Trading Social Media Sentiment Indicators

With the growing popularity of social media and its induction into investment and trading metrics, there is a growing interest in studying it’s ability to predict market movement. Here, we review prior research and attempt to answer the question of whether or not it can be a valid predictor of stock and currency returns.

In seminal research from University of Pennsylvania Professor Philip Tetlock, there is a distinguishing factor between sentiment and information given news or media release. New news, or information, such as earnings and/or economic developments, has permanent effects on stock returns. This is opposite to the so-called sentiment effects given news, where the media may just be repeating themselves with news that has already been put out in the public domain. This is what’s called a media effect, and it does still have an impression on stock returns; but only temporarily. The major point of his sentiment research is that negative news, which is new information, can cause greater risk-adjusted returns in stocks, up to one quarter after the release. The research also shows that stock returns were quickly reversed with so-called sentiment effects from news.

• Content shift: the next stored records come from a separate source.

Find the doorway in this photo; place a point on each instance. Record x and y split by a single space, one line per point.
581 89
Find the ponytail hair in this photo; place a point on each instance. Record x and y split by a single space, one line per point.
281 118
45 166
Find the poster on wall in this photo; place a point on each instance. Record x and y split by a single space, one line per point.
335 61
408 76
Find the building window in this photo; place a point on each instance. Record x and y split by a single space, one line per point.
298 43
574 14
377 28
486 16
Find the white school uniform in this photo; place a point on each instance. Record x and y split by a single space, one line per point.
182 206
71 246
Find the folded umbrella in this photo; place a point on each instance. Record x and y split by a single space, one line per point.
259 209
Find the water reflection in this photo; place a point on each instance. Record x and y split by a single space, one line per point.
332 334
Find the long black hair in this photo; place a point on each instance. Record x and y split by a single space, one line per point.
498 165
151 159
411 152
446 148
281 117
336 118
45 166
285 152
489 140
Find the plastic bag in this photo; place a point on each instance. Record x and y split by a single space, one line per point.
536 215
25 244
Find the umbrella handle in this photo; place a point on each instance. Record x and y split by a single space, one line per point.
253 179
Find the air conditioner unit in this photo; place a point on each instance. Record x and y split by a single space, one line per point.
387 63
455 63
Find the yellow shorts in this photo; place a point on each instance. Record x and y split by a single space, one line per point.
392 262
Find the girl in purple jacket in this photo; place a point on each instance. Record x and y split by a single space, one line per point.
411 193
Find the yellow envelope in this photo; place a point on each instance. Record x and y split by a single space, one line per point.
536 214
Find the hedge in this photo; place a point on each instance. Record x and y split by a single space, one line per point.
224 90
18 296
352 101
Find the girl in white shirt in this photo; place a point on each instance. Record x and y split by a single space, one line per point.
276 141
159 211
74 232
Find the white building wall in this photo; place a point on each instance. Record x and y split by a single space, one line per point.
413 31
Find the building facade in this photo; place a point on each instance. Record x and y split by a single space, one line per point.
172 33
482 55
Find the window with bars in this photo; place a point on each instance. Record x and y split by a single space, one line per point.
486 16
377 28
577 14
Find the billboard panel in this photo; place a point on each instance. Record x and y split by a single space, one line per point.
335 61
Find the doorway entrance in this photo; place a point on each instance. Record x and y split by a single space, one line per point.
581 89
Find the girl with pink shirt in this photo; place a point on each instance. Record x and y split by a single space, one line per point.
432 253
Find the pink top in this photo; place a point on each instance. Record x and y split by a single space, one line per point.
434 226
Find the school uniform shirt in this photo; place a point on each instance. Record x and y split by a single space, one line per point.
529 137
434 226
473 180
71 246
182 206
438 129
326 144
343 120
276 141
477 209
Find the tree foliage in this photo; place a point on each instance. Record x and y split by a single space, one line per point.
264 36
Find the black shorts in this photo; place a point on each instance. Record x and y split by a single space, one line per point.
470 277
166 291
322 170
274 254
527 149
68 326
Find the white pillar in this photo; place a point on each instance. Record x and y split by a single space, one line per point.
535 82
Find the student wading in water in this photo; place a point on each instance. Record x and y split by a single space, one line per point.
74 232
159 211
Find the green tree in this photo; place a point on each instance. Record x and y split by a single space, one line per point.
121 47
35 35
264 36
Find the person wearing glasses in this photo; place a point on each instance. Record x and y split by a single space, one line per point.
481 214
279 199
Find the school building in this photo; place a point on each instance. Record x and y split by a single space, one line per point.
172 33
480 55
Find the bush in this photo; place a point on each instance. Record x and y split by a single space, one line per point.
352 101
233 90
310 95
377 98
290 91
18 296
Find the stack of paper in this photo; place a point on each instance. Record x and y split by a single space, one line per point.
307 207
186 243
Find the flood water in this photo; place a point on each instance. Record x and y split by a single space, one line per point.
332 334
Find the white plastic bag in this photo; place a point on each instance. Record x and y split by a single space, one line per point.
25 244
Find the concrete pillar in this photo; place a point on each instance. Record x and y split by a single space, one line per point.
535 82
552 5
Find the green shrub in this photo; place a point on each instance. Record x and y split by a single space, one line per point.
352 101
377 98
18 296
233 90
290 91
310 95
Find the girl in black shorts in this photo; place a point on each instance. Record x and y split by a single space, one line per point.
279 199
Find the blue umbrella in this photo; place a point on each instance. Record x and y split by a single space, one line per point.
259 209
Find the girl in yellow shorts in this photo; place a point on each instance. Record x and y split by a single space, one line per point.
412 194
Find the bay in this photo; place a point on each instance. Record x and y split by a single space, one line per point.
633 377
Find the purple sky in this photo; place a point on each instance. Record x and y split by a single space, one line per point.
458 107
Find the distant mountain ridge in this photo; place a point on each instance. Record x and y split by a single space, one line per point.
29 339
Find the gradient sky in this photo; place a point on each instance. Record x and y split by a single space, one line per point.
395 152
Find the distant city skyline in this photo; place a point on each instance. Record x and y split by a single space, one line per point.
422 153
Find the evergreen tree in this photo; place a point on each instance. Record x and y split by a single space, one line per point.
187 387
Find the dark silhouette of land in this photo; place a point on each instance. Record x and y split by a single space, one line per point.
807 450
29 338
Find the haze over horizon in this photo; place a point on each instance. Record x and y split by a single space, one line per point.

In this case, the focus is on social media quantified by the five-day raw score gathered from Social Market Analytics (SMA). The raw score is an unweighted, unbiased statistic of social media from Twitter and StockTwits. This is our proxy for the so-called Social Media Factor (SMF), which can filter real news and information, as well as what is pure sentiment. When the five-day raw score is positive, it will generate a buy signal, and when the five-day raw score is negative, it generates a sell signal. Because this requires some sophisticated text analytics via computer coding, the best way to replicate this SMF indicator is to either license the data through SMA, or to gather some end-of-day data from similar data vendors.

Data & Methodology
One possible way to emulate the five-day raw score is to simply compile data from Sentdex online and take a five-day moving average of its data on the spot euro.

Sentdex provides multiple sentiment indicators for different markets and trading instruments. The company, also in the explanation of the data, shows the difference between keyword usage and weighting versus a neuro-linguistic programming (NLP) method.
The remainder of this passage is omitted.